Colloms S D, Alén C, Sherratt D J
Department of Biochemistry, University of Oxford, UK.
Mol Microbiol. 1998 May;28(3):521-30. doi: 10.1046/j.1365-2958.1998.00812.x.
Two recombinases, XerC and XerD, act at the recombination sites psi and cer in plasmids pSC101 and Co1E1 respectively. Recombination at these sites maintains the plasmids in a monomeric state and helps to promote stable plasmid inheritance. The accessory protein PepA acts at both psi and cer to ensure that only intramolecular recombination takes place. An additional accessory protein, ArgR, is required for recombination at cer but not at psi. Here, we demonstrate that the ArcA/ArcB two-component regulatory system of Escherichia coli, which mediates adaptation to anaerobic growth conditions, is required for efficient recombination in vivo at psi. Phosphorylated ArcA binds to psi in vitro and increases the efficiency of recombination at this site. Binding of ArcA to psi may contribute to the formation of a higher order synaptic complex between a pair of psi sites, thus helping to ensure that recombination is intramolecular.

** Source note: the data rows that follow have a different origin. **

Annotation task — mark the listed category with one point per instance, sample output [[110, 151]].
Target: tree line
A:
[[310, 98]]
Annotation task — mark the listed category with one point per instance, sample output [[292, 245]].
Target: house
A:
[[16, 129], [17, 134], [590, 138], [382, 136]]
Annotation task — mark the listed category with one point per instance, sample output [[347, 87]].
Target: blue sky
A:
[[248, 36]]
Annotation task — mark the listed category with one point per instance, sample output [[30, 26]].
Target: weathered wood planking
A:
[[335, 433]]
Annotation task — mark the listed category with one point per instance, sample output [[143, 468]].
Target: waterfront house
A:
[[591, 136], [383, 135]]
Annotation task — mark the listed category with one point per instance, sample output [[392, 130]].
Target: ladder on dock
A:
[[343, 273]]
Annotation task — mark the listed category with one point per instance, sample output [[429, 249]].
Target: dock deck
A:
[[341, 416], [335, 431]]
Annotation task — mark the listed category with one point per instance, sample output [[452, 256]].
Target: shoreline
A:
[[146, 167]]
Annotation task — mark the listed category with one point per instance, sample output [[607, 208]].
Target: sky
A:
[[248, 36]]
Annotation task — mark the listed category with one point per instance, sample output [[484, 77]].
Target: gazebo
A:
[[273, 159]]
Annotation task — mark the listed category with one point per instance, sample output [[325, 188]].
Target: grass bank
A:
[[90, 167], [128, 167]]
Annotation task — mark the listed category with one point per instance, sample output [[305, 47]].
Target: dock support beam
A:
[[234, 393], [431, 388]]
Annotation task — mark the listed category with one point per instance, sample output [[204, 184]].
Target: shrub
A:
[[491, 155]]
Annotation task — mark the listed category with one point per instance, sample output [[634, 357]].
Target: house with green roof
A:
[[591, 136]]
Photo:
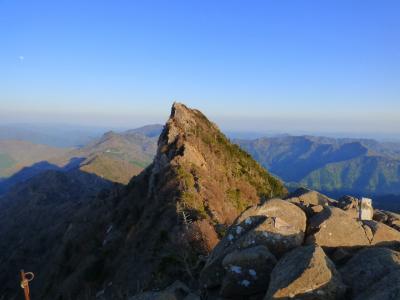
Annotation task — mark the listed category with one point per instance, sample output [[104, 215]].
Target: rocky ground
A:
[[306, 246]]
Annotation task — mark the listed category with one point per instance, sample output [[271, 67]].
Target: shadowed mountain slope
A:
[[154, 230], [34, 216]]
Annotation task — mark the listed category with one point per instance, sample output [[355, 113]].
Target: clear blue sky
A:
[[251, 65]]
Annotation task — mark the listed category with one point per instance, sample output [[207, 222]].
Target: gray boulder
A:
[[388, 288], [305, 273], [176, 291], [383, 235], [334, 228], [247, 272], [276, 224], [369, 266]]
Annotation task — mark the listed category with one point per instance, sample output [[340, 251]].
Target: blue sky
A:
[[286, 66]]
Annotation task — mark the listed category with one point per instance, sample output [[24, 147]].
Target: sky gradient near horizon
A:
[[323, 66]]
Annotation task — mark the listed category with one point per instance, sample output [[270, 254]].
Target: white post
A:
[[366, 211]]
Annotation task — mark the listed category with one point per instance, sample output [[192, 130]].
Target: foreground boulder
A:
[[247, 271], [278, 225], [305, 273], [350, 205], [176, 291], [307, 200], [369, 266], [383, 235], [333, 228], [388, 288]]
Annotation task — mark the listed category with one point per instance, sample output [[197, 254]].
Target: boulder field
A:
[[304, 247]]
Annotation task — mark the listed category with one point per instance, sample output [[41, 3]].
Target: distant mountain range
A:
[[357, 166], [333, 166], [203, 215], [116, 157]]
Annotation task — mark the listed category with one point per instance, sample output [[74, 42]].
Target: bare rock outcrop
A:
[[305, 273], [388, 288], [307, 199], [278, 225], [247, 271], [383, 235], [333, 228], [369, 266]]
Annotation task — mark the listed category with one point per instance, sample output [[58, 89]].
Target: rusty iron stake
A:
[[25, 279]]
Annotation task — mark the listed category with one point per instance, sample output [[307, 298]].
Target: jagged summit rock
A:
[[157, 229]]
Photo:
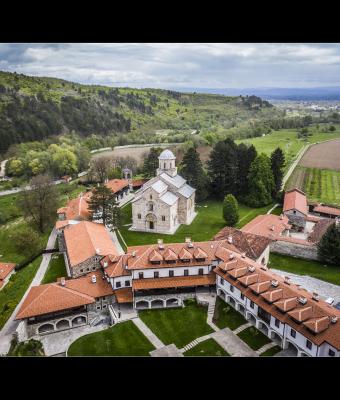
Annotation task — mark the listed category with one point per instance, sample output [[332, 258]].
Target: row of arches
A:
[[62, 324], [157, 303], [292, 348]]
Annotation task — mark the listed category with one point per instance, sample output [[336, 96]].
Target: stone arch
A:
[[45, 328], [173, 302], [80, 320], [157, 303], [141, 304], [62, 324]]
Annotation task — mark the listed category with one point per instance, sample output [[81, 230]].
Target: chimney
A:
[[315, 296], [160, 244]]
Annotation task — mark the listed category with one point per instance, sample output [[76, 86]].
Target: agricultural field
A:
[[321, 185]]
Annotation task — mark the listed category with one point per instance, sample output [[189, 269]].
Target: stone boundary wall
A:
[[307, 252]]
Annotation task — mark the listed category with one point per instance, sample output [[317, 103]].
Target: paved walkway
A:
[[232, 344], [11, 325], [148, 333], [324, 289]]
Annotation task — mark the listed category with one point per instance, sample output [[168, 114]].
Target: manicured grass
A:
[[207, 223], [208, 348], [323, 271], [226, 316], [31, 348], [254, 338], [319, 184], [123, 339], [271, 352], [178, 325], [12, 293], [56, 269]]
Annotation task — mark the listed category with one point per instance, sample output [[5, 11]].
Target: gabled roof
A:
[[85, 240], [295, 199], [117, 184], [269, 225], [249, 243], [52, 297]]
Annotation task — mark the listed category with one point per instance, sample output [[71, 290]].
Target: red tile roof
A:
[[295, 199], [269, 225], [251, 244], [85, 240], [327, 210], [77, 208], [117, 184], [177, 281], [5, 269]]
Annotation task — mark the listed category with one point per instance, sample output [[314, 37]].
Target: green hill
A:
[[34, 108]]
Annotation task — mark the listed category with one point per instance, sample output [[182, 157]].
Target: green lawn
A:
[[271, 352], [204, 227], [208, 348], [123, 339], [226, 316], [31, 348], [56, 269], [254, 338], [12, 293], [319, 184], [288, 141], [323, 271], [178, 325]]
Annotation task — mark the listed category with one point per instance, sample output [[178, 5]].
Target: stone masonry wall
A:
[[295, 250]]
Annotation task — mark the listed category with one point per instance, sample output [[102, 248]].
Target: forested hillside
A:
[[34, 108]]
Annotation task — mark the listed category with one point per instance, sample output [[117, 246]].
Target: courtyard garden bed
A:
[[208, 348], [316, 269], [56, 269], [254, 338], [225, 316], [178, 325], [271, 352], [123, 339], [30, 348]]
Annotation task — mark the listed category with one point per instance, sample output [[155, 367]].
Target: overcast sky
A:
[[179, 65]]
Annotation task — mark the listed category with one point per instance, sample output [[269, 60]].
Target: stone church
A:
[[165, 201]]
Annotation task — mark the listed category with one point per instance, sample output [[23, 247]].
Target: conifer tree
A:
[[192, 170], [223, 168], [230, 210], [277, 160], [329, 245], [260, 182], [151, 162], [101, 203]]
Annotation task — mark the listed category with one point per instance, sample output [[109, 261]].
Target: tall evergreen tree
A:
[[245, 156], [277, 160], [192, 170], [223, 168], [230, 210], [101, 203], [260, 182], [151, 162], [329, 245]]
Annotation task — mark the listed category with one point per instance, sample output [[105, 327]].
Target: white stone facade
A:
[[165, 202]]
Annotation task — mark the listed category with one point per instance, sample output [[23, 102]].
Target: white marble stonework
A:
[[165, 201]]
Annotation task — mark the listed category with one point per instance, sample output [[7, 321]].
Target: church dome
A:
[[166, 155]]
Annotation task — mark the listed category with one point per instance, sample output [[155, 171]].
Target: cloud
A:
[[219, 65]]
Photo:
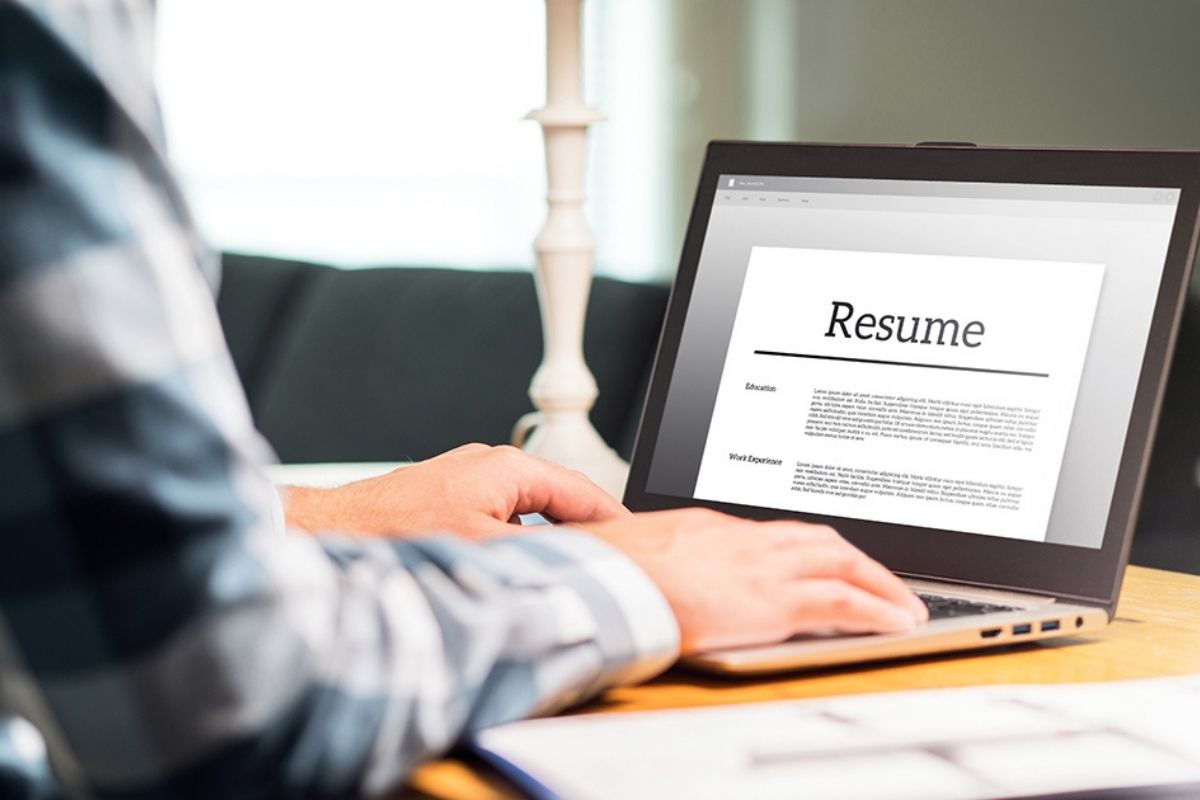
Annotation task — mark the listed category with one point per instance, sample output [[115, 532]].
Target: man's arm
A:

两种重组酶,XerC和XerD,分别作用于质粒pSC101中的psi位点和质粒Co1E1中的cer位点。这些位点的重组可使质粒保持单体状态,并有助于促进质粒的稳定遗传。辅助蛋白PepA作用于psi和cer位点,以确保只发生分子内重组。另一种辅助蛋白ArgR是cer位点重组所必需的,但psi位点重组不需要。在此,我们证明了大肠杆菌的ArcA/ArcB双组分调节系统(介导对厌氧生长条件的适应)是体内psi位点高效重组所必需的。磷酸化的ArcA在体外与psi位点结合,并提高该位点的重组效率。ArcA与psi位点的结合可能有助于在一对psi位点之间形成更高阶的突触复合体,从而有助于确保重组是分子内的。